Roma – E’ il 2 agosto il cosiddetto Earth Overshoot Day, il Giorno del superamento delle risorse della Terra, la giornata in cui l’umanità avrà usato l’intero ‘budget’ annuale di risorse naturali. Lo ricorda la Fondazione Barilla Center for Food and Nutrition (Bcfn) nel precisare che il Global Footprint Network ha stimato che per soddisfare il fabbisogno attuale di risorse naturali avremmo bisogno di 1,7 Pianeti Terra.

Negli ultimi 30 anni, il superamento delle risorse della terra si è verificato ogni anno sempre più rapidamente: nel 1987 la Terra restava senza risorse per 12 giorni all’anno (l’Overshoot Day ricorreva il 19 dicembre), mentre oggi, prima dell’inizio di un nuovo anno e di un nuovo conto alla rovescia, ci sono ancora 151 giorni da affrontare a risorse esaurite.

Il cibo, sottolinea Bcfn, produce il 26% dell’impronta ecologica globale, eppure se si dimezzasse lo spreco alimentare, si mangiassero alimenti a basso contenuto proteico con una dieta adeguata in termini di calorie assunte, si potrebbe ridurre l’impronta ecologica globale del 22%, spostando la data del prossimo overshoot day di ben 42 giorni.

In Italia si spreca il 35% dei prodotti freschi (latticini, carne, pesce), il 19% del pane e il 16% di frutta e verdura prodotti.
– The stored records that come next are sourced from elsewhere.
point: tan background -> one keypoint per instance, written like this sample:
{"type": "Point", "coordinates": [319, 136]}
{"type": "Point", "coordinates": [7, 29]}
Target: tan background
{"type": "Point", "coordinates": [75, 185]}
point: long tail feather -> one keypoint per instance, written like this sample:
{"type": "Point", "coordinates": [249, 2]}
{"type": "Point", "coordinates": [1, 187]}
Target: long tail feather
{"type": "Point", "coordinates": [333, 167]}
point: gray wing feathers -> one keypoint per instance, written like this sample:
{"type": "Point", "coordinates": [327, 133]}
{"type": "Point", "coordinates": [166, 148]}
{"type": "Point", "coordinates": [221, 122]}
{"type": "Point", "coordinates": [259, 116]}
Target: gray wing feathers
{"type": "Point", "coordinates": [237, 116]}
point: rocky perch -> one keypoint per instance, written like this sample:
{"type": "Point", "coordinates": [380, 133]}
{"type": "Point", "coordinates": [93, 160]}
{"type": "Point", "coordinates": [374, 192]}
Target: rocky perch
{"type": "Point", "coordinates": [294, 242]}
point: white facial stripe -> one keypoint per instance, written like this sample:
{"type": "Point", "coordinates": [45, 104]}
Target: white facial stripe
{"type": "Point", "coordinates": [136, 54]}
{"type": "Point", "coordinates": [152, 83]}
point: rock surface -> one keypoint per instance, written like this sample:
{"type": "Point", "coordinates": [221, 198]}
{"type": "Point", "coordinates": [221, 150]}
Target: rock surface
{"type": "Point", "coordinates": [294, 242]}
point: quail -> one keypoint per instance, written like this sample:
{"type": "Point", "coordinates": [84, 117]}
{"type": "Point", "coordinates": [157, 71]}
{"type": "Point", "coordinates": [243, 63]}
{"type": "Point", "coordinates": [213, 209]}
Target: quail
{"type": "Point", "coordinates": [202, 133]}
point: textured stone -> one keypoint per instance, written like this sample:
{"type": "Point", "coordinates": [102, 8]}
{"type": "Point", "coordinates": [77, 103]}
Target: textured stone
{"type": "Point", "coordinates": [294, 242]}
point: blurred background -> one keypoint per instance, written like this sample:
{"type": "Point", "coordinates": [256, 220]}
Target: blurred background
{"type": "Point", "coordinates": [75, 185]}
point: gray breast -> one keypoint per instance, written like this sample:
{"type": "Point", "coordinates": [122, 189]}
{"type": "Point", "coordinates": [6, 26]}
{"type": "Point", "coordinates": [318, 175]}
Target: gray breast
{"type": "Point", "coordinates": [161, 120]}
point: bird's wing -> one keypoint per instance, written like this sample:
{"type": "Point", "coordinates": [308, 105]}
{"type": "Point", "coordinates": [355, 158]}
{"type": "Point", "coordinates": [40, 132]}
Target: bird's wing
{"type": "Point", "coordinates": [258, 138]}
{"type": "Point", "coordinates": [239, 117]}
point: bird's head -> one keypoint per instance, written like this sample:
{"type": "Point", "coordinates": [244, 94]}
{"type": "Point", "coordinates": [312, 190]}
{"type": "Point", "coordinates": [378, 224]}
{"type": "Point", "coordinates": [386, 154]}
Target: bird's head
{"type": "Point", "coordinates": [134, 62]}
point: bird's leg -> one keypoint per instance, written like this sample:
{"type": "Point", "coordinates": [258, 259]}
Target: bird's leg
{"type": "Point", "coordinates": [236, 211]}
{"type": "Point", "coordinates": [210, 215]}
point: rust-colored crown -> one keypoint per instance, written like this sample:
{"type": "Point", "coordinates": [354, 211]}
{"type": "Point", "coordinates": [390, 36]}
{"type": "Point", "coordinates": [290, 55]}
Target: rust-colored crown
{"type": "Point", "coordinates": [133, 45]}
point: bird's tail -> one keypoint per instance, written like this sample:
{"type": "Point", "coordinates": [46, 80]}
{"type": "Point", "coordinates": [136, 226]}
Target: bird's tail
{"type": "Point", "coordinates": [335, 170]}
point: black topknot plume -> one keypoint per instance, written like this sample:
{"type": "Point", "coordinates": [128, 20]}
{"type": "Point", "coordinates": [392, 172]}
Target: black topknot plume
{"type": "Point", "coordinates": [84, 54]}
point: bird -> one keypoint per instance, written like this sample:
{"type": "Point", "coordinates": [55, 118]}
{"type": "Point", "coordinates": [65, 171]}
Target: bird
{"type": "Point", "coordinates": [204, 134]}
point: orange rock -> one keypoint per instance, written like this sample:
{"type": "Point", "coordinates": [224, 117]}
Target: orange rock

Ma l’impatto sulla terra che viene generato da questo spreco non si ferma alla produzione di anidride carbonica, perché determina anche una perdita di 1.226 milioni di ml l’anno di acqua (pari al 2,5% dell’intera portata annua del fiume Po) e produce l’immissione nell’ambiente di 24,5 milioni di tonnellate CO2 l’anno, di cui 14,3 milioni dovuti agli sprechi domestici. L’assorbimento della sola CO2 prodotta dallo spreco domestico in Italia richiede una superficie boschiva maggiore di quella presente in Lombardia.

Secondo l’analisi del Food Sustainability Index, l’indice creato da Fondazione Barilla e The Economist Intelligence Unit, la Francia, grazie alle sue innovative politiche contro lo spreco, è il Paese al mondo che produce il ‘cibo più buono’ sulla base di 3 elementi: agricoltura sostenibile; alimentazione; spreco alimentare. Seguono Giappone e Canada.